The third season of the ‘80s-throwback drama of small-town children in fictional Hawkins, Indiana, premiered on July 4 to the biggest audience over four days of any original streaming show in history, according to Nielsen.

But California-based VidAngel, a company that allows viewers to skip over adult content, said in a new report that season three will be tough viewing for ears sensitive to profanity or blasphemy.

“The number of profanities and instances of taking the Lord’s name in vain have increased season by season in ‘Stranger Things,’” VidAngel founder Neal Harmon told The Washington Times on Friday.

Three content screeners working for VidAngel flagged a higher number of profanity and blasphemy than any of the two prior seasons, Mr. Harmon said.



The company previously reported “Stranger Things,” which follows the paranormal encounters of budding teenagers and stars Winona Ryder as a single-mom, had an uptick in adult language from the first to the second season, as well.

“Given that this particular show is centered on young characters, and given its content rating, it is very likely that children are consuming it in huge numbers,” said Parents Television Council President Tim Winter. “Netflix should reconsider the teen content rating, and parents need to be aware of just how graphic this show has become.”

“Stranger Things,” which is owned by Netflix and created by Matt and Ross Duffer, has a TV-14 rating, meaning content generally appropriate for children over 14. Some point to the show’s maturing themes and situations, however, worried about normalizing bad behavior.

“Westworld” actress Evan Rachel Wood, a vocal campaigner against domestic violence, took to Twitter to critique the show’s police chief (played by actor David Harbour) as “abusive” and “toxic,” after an episode when the chief reacts explosively against Ms.
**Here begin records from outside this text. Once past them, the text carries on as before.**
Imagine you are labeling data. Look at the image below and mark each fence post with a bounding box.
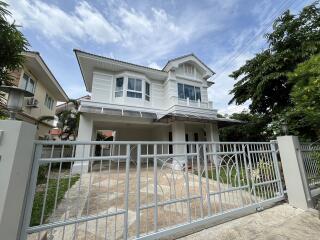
[0,120,36,239]
[277,136,311,209]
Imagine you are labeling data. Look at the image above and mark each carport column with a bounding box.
[72,114,93,174]
[277,136,311,209]
[206,123,219,165]
[172,121,186,169]
[0,120,36,239]
[206,123,219,142]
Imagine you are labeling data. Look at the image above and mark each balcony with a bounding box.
[171,96,213,109]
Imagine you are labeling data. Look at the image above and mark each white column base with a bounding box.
[72,161,89,174]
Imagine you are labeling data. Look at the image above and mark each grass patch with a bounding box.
[30,175,79,226]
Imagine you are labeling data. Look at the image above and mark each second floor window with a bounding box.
[178,83,201,101]
[21,74,35,93]
[44,94,54,110]
[127,78,142,98]
[115,77,123,97]
[146,82,150,101]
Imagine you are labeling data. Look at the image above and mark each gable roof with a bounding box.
[73,49,215,92]
[22,51,69,102]
[73,49,168,92]
[162,53,215,75]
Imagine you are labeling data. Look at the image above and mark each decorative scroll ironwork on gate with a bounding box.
[21,141,283,239]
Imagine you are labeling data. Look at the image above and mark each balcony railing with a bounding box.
[171,96,213,109]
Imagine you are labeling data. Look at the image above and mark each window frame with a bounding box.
[144,80,151,102]
[114,76,125,98]
[20,72,36,93]
[177,83,201,102]
[126,77,143,99]
[44,93,54,110]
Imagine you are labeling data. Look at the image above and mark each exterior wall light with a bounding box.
[0,86,34,120]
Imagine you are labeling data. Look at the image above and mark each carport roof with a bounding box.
[80,106,158,120]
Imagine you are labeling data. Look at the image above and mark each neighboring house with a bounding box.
[75,50,236,171]
[8,51,69,139]
[50,95,90,140]
[56,95,90,115]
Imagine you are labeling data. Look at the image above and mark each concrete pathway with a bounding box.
[180,204,320,240]
[28,166,276,240]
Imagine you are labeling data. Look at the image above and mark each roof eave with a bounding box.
[22,51,69,102]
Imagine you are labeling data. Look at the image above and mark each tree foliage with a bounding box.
[219,112,272,141]
[284,54,320,140]
[57,99,80,140]
[230,2,320,114]
[0,1,29,85]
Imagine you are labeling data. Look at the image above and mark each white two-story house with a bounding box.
[75,50,234,171]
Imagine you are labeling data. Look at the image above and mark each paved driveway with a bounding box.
[181,204,320,240]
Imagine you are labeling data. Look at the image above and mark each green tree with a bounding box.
[284,54,320,140]
[57,99,80,140]
[0,1,29,85]
[219,112,272,141]
[230,2,320,116]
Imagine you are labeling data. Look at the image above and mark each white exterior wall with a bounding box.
[91,72,113,102]
[87,61,212,111]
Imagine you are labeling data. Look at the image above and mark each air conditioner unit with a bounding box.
[26,98,38,107]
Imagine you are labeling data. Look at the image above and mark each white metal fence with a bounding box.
[300,143,320,199]
[21,141,283,239]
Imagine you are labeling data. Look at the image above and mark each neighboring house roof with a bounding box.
[22,51,69,102]
[74,49,215,92]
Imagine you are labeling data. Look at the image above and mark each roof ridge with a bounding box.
[73,48,166,72]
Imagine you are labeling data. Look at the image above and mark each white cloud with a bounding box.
[148,62,162,70]
[218,104,248,115]
[9,0,120,44]
[8,0,228,63]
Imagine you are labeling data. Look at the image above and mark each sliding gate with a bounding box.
[21,141,283,240]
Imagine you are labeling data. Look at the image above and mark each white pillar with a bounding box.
[277,136,311,209]
[72,114,93,174]
[172,121,187,169]
[206,123,219,142]
[0,120,37,239]
[205,123,219,166]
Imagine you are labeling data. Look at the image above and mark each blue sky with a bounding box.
[6,0,313,113]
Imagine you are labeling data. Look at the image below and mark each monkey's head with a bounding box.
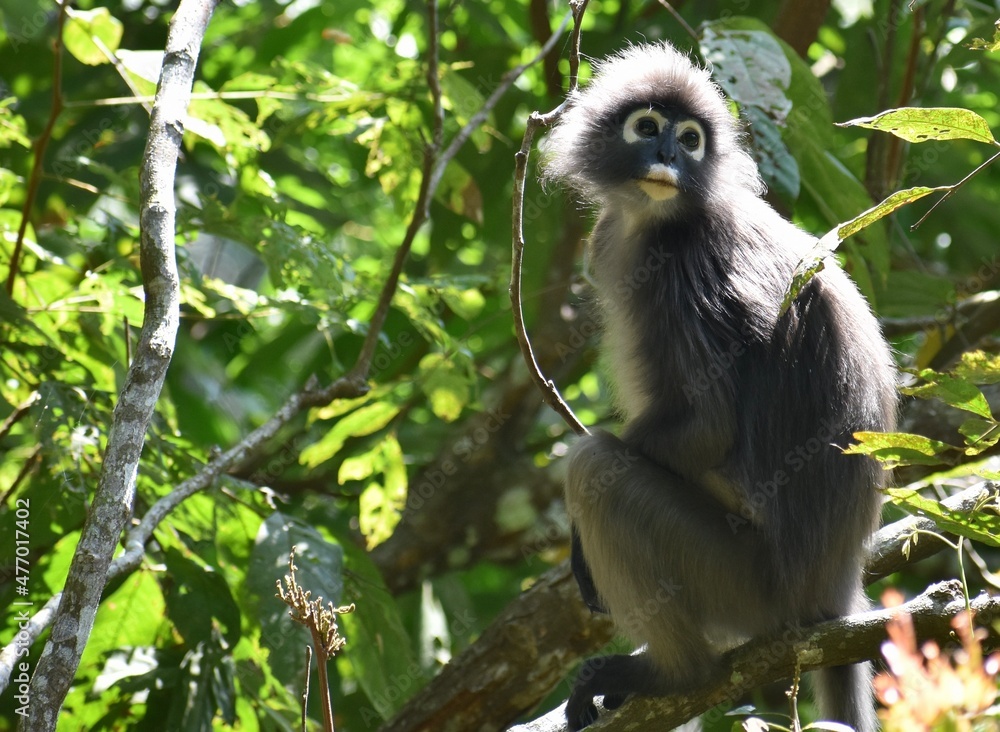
[542,43,761,218]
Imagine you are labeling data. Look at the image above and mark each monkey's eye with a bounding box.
[633,117,660,137]
[675,119,705,160]
[622,107,670,145]
[677,130,701,150]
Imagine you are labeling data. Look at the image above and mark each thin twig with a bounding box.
[350,0,444,388]
[910,152,1000,231]
[510,0,588,435]
[431,13,573,197]
[7,0,69,297]
[302,643,312,732]
[659,0,698,41]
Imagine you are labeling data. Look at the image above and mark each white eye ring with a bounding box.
[674,119,705,160]
[622,109,669,144]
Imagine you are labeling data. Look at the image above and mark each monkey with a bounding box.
[541,43,896,732]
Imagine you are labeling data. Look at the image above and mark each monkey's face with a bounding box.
[621,107,708,202]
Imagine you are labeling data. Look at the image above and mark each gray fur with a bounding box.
[543,45,896,732]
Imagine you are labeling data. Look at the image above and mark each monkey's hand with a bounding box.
[566,656,640,732]
[569,526,608,613]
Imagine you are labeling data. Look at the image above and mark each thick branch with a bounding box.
[511,580,1000,732]
[374,483,1000,732]
[21,0,216,731]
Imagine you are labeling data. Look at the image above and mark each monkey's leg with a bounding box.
[566,433,778,640]
[566,434,776,729]
[566,653,676,732]
[813,663,879,732]
[569,526,607,613]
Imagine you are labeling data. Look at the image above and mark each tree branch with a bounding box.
[20,0,216,732]
[510,580,1000,732]
[7,0,69,297]
[380,483,1000,732]
[510,0,589,435]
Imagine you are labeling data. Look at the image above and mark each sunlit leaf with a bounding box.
[838,107,997,145]
[902,369,993,419]
[885,488,1000,547]
[63,8,125,66]
[420,353,469,422]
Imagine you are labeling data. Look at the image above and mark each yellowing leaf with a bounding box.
[358,435,407,550]
[420,353,469,422]
[838,107,997,145]
[299,402,399,468]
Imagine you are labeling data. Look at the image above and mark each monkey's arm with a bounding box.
[566,433,780,644]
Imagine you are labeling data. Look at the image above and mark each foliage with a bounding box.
[0,0,1000,730]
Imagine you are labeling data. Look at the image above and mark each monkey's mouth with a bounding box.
[636,165,680,201]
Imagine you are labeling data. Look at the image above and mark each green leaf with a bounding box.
[781,247,837,315]
[420,353,469,422]
[338,543,418,719]
[700,21,792,123]
[955,351,1000,384]
[63,8,125,66]
[968,20,1000,51]
[902,369,993,419]
[744,106,802,203]
[164,547,240,648]
[885,488,1000,547]
[0,97,31,149]
[299,402,399,468]
[844,432,957,467]
[434,160,483,224]
[838,107,998,145]
[441,287,486,320]
[958,417,1000,455]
Ryder’s character for missing a dinner.

Other viewers have objected to a scene when a teenage lifeguard flirts with a married mother.
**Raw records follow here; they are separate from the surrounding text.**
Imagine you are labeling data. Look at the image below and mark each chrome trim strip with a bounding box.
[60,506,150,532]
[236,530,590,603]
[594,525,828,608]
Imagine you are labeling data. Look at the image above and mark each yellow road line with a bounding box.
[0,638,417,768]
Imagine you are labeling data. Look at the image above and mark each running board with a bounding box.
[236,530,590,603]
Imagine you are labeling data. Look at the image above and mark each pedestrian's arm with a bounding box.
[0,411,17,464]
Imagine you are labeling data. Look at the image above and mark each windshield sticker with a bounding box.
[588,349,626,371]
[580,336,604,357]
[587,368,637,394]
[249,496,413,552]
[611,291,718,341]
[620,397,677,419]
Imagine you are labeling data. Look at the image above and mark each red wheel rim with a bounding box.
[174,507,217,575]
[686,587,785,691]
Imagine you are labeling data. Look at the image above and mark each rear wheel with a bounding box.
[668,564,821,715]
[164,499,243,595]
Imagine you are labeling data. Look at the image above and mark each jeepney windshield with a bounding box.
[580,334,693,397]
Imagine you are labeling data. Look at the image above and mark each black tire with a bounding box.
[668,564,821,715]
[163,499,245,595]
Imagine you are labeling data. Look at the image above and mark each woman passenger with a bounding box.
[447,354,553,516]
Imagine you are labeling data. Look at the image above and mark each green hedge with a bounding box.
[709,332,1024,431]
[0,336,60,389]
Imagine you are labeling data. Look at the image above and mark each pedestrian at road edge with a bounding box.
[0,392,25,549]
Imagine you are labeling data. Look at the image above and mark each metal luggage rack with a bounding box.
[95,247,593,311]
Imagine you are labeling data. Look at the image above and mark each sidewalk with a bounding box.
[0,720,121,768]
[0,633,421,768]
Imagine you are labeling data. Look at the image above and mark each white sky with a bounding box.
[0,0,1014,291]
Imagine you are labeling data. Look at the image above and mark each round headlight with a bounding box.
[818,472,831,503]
VidAngel data reported 247 profanities in season 3 of “Stranger Things,” compared to 223 in season 2 and 109 in the inaugural season. The service also counted a doubling in blasphemies since the first season. The report does not describe how it defines profanity or blasphemy.
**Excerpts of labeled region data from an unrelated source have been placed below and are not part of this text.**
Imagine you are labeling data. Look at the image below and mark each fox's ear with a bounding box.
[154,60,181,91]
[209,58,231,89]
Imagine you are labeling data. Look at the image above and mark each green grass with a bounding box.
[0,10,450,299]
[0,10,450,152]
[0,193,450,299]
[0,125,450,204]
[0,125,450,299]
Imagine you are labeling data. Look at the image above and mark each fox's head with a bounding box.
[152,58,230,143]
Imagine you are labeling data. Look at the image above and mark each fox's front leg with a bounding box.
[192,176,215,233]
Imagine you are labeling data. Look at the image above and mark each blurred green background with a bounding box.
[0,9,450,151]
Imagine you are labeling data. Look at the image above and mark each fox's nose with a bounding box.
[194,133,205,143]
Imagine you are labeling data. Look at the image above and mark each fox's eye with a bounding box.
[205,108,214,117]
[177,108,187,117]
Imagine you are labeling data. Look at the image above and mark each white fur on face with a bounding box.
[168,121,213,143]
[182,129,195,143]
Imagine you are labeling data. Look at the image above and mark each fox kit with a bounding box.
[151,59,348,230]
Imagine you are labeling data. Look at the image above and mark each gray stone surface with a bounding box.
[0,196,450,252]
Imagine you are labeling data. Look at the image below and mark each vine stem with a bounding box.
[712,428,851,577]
“Our philosophy is directors should be able to make what they want as long as viewers are free to view how they want,” Mr. Harmon said.

“Stranger Things” wouldn’t be the first popular Netflix show to face criticism for adult content. The teen drama “13 Reasons Why” was rated TV-MA (for mature audiences) but still drew condemnation from some critics for seeming to normalize suicidal thoughts of children. A study from Nationwide Children’s Hospital showed a surge in teenage suicides during the month the series premiered.